Handling longformer model_type (#7990)

Updating the run_squad training script to handle the "longformer" `model_type`. The longformer is trained in the same was as RoBERTa, so I've added the "longformer" `model_type` (that's the right hugginface name for the LongFormer model, right?) everywhere there was a "roberta" `model_type` reference. The longformer (like RoBERTa) doesn't use `token_type_ids` (as I understand from looking at the [longformer notebook](https://github.com/patil-suraj/Notebooks/blob/master/longformer_qa_training.ipynb), which is what gets updated after this change. This fix might be related to [this issue](https://github.com/huggingface/transformers/issues/7249) with SQuAD training when using run_squad.py
2025-08-03 03:31:05 +06:00 · 2020-10-23 07:34:06 -07:00 · 2020-10-23 07:34:06 -07:00 · d39da5a2ab
commit d39da5a2ab
parent 5e323017a4
1 changed files with 2 additions and 2 deletions
--- a/examples/question-answering/run_squad.py
+++ b/examples/question-answering/run_squad.py
@ -187,7 +187,7 @@ def train(args, train_dataset, model, tokenizer):
                "end_positions": batch[4],
            }

-            if args.model_type in ["xlm", "roberta", "distilbert", "camembert", "bart"]:
+            if args.model_type in ["xlm", "roberta", "distilbert", "camembert", "bart", "longformer"]:
                del inputs["token_type_ids"]

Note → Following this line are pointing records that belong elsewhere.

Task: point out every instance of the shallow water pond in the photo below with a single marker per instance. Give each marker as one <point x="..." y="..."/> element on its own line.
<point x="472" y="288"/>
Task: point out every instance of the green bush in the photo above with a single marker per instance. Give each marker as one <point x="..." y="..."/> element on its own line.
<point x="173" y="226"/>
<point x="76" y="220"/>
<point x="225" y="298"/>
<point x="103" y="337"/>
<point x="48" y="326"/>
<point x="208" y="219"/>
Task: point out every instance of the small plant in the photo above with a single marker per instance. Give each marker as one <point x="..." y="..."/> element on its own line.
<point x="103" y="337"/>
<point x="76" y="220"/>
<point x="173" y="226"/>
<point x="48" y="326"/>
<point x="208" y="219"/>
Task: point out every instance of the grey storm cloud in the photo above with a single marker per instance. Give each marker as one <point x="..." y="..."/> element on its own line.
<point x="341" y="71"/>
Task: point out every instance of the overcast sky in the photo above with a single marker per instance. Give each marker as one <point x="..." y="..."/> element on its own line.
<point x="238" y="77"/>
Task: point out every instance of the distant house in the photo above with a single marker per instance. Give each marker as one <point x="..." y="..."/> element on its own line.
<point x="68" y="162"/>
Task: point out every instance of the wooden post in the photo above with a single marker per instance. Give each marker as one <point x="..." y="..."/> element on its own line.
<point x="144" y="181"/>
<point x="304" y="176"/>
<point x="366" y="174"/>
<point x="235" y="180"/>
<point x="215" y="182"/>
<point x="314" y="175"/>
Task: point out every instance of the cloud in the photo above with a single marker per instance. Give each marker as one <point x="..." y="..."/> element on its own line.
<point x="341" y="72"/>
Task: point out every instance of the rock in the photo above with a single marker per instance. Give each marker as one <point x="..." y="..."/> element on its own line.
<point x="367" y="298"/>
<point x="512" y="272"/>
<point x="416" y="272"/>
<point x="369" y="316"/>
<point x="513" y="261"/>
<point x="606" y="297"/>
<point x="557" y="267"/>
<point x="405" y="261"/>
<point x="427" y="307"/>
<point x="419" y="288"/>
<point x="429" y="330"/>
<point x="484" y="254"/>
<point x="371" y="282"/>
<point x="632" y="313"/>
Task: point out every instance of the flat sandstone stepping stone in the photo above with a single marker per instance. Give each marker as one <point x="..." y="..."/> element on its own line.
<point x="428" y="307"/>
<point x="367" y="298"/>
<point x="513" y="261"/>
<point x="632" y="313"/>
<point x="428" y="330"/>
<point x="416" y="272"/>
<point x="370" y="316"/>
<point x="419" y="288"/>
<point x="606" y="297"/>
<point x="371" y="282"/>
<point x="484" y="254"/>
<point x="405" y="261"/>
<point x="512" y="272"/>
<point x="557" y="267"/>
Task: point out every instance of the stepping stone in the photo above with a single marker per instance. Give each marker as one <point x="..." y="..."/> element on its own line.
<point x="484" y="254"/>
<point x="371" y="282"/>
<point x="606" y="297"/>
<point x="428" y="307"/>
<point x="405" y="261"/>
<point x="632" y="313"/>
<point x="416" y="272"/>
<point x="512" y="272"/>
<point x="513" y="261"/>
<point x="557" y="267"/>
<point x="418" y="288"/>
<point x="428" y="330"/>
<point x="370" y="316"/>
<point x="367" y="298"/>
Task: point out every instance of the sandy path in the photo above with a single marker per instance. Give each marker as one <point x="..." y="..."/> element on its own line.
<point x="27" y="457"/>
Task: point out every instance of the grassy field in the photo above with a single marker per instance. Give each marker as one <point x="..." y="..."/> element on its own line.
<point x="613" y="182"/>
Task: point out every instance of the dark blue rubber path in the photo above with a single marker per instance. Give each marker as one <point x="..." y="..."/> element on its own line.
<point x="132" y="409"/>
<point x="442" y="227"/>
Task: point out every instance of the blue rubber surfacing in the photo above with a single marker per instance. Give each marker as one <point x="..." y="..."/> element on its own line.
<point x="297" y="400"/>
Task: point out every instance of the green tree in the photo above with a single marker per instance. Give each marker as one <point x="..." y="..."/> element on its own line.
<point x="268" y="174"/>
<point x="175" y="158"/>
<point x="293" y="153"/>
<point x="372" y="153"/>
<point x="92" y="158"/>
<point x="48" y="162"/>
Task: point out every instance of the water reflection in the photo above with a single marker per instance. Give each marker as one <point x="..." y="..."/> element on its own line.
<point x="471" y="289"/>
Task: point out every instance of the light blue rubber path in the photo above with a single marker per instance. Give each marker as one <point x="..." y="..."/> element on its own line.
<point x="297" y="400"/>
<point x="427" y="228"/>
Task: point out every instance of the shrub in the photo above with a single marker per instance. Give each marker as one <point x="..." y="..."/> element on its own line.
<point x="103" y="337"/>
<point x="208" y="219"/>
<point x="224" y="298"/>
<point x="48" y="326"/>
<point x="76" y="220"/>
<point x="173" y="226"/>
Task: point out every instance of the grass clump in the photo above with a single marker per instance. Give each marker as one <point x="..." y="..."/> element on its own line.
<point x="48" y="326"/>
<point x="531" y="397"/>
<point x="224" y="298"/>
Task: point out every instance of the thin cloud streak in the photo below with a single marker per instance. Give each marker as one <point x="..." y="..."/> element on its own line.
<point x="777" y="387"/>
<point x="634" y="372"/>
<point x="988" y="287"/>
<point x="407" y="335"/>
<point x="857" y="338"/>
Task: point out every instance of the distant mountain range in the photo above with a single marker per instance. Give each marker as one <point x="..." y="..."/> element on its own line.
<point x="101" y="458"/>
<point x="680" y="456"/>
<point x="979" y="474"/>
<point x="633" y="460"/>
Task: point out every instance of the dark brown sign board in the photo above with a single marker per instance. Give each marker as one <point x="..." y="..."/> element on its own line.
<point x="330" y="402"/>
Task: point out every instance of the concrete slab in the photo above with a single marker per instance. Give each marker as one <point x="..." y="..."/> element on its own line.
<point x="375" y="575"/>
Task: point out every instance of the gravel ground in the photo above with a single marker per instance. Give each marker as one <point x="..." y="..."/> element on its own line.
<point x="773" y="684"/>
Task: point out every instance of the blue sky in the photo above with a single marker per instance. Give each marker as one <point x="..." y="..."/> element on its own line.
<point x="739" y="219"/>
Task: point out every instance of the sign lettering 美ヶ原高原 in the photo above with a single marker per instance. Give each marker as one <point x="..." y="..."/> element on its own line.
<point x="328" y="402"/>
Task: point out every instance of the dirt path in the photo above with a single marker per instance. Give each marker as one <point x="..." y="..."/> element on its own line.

            if args.model_type in ["xlnet", "xlm"]:
@ -300,7 +300,7 @@ def evaluate(args, model, tokenizer, prefix=""):
                "token_type_ids": batch[2],
            }

-            if args.model_type in ["xlm", "roberta", "distilbert", "camembert", "bart"]:
+            if args.model_type in ["xlm", "roberta", "distilbert", "camembert", "bart", "longformer"]:
                del inputs["token_type_ids"]

            feature_indices = batch[3]